Die Autoindustrie steckt in einem tiefgreifenden Wandel. Cariad-Chef Peter Bosch brachte die Veränderungen in seiner Rede am besten auf den Punkt. Er zitierte den früheren bayerischen Wirtschaftsminister Otto Schedl, der in den 60ern gesagt hatte: "Wer heute und jetzt von Ingolstadt spricht, meint Öl." Das sei zum Glück vorbei, sagte Bosch. "Das Öl der heutigen Zeit sind Daten."

Wo seit Mitte der 60er-Jahre die Erdölraffinerie stand, ist heute ein riesiger Zukunftspark entstanden, eine gemeinschaftliche Unternehmung von Audi und der Stadt Ingolstadt. (Foto: Graeme Fordham/Audi)

Er wies darauf hin, dass die deutsche Autoindustrie Gefahr laufe, den Anschluss an China und die USA zu verlieren. Das wurde jüngst auf der IAA in München deutlich, wo die starke Präsenz aus China so manchen Automanager erschreckte. Der Wandel in den Bereichen Digitalisierung, Elektromobilität und autonomes Fahren "ist dort schon vollzogen", sagte Bosch - während die deutsche Industrie noch mitten drin ist. Audi-Chef Döllner sagte, jede einzelne dieser Entwicklungen sei "so disruptiv, dass sie die Branche grundlegend wandelt". Die Politik müsse die Branche unterstützen, zum Beispiel beim Ausbau der Ladesäulen für E-Autos.

Ministerpräsident Söder nutzte die Eröffnung des In-Campus für ein Bekenntnis zum Auto, es sei Deutschlands "wichtigstes Wirtschaftsgut". Angesichts der zunehmenden chinesischen Stärke in der Elektromobilität sprach er sich dafür aus, die deutschen Hersteller von E-Autos stärker zu fördern.
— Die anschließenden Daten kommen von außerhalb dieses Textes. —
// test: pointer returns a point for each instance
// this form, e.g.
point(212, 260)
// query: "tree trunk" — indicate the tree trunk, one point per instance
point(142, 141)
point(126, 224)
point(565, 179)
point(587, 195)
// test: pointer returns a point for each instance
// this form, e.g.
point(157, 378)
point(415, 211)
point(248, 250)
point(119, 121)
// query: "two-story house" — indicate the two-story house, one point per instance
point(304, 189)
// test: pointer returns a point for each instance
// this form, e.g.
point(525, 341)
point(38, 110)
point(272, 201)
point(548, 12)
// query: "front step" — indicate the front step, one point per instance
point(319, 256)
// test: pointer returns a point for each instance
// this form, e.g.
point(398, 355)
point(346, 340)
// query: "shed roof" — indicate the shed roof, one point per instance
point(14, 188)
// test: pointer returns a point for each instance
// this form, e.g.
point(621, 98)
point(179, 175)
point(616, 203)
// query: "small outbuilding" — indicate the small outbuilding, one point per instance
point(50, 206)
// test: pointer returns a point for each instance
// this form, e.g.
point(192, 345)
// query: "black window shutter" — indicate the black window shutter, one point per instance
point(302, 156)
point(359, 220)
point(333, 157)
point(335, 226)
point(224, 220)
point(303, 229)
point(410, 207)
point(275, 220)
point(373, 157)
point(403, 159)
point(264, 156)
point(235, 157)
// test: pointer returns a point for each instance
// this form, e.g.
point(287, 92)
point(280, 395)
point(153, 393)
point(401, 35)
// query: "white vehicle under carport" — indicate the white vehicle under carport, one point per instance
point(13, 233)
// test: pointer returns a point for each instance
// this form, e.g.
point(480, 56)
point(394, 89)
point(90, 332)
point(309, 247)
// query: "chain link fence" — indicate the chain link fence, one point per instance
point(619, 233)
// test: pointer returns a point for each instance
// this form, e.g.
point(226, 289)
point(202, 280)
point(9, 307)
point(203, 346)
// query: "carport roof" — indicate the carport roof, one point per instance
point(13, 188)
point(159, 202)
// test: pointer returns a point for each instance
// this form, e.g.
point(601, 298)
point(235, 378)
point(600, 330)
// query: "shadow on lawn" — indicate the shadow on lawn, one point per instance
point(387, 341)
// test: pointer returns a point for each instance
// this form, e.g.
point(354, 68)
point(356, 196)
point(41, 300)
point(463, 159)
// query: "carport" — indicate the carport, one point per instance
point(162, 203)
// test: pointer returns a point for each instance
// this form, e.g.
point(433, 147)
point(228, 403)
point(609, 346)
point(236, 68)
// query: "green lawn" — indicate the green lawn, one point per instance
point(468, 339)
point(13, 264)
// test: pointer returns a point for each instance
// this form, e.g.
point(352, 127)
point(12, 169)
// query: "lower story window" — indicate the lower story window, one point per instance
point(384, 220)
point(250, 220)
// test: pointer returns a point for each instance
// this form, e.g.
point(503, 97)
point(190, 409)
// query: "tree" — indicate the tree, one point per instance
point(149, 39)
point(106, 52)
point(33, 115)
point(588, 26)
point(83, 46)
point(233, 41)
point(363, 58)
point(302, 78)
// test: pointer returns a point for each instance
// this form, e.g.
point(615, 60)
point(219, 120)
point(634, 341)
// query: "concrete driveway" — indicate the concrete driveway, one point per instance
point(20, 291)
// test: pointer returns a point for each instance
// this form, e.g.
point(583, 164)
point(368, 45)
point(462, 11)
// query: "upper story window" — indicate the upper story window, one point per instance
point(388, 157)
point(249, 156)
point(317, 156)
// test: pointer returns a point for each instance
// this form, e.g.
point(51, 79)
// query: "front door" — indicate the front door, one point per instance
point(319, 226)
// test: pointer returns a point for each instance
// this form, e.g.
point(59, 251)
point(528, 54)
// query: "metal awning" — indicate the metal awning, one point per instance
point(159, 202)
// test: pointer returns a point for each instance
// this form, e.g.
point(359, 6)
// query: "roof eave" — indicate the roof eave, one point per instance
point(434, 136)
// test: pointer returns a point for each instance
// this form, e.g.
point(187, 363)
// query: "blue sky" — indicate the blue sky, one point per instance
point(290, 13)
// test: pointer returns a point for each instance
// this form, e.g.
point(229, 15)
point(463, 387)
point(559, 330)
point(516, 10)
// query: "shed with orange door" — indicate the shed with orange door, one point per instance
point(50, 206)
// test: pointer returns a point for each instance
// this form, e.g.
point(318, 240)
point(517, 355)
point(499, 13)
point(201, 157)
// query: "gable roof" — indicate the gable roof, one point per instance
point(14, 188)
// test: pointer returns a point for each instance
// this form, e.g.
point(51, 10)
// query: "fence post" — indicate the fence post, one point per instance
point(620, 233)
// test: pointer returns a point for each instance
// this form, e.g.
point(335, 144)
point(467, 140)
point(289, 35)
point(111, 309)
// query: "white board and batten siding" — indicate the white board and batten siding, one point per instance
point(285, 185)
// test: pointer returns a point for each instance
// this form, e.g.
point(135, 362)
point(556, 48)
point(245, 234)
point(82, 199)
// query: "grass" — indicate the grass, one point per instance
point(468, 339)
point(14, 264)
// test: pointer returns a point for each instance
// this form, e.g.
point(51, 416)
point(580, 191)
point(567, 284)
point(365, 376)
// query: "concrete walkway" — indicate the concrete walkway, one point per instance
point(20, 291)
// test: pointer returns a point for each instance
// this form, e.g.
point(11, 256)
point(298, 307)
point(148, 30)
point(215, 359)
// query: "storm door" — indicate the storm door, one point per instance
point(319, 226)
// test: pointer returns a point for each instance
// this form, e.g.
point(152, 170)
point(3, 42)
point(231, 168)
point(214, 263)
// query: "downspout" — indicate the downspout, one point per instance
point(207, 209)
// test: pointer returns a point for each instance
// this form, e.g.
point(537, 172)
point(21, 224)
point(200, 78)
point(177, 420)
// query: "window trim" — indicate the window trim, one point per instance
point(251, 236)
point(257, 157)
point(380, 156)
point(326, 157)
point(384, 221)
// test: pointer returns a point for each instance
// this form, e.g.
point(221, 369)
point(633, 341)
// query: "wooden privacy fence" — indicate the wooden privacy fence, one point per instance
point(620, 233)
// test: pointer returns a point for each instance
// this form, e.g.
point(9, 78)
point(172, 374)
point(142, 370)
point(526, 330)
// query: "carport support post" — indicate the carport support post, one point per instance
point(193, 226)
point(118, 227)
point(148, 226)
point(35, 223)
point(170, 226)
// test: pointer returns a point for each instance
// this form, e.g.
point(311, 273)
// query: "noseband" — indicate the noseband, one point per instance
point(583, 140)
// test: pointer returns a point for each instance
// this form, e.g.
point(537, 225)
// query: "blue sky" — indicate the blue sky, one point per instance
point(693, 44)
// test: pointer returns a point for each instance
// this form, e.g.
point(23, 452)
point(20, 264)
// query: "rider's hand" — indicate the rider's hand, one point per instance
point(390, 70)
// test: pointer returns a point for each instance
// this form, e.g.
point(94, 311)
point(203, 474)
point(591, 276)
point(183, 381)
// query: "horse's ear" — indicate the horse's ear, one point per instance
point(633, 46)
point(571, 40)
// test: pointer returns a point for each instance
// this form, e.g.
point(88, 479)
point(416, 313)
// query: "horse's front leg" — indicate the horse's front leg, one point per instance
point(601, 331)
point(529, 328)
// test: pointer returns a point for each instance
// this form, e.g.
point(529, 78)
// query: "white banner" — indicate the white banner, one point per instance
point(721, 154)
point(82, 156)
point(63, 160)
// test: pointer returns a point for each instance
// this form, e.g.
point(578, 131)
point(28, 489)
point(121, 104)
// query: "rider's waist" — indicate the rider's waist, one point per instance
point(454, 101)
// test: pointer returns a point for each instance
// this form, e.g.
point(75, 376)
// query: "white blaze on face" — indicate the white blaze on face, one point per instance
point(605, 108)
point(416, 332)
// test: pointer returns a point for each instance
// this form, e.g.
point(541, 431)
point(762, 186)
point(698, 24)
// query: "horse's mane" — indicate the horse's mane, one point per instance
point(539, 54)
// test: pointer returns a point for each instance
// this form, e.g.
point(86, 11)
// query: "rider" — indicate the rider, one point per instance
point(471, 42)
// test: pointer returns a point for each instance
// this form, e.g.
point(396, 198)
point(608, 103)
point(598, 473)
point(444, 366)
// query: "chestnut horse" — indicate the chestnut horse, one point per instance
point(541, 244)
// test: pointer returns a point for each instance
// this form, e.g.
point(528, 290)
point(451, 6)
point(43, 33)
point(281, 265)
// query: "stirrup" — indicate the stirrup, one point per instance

In diesem Zuge kritisierte er die zum Jahresende geplante Kürzung der staatlichen E-Auto-Prämie durch die Bundesregierung als "kontraproduktiv".

Startschuss für die Zukunft? Ministerpräsident Markus Söder (Mitte) drückt den symbolischen Startknopf zur Eröffnung des In-Campus in Ingolstadt. (Foto: Thomas Balbierer)

Zugleich betonte Söder, dass er die Konzentration auf E-Mobilität für einen Fehler hält. Er wünsche sich mehr "Technologieoffenheit". Selbst den Verbrennungsmotor - eine "überragende Technik" - will Söder nicht abschreiben, schließlich gebe es inzwischen synthetische Treibstoffe. Außerdem würden weltweit neue Erdöl- und Gasvorkommen erschlossen. "Ob automatisch dieses fossile Zeitalter in zehn Jahren zu Ende ist?", fragte Söder und schob ein vages "Weiß ich nicht" hinterher.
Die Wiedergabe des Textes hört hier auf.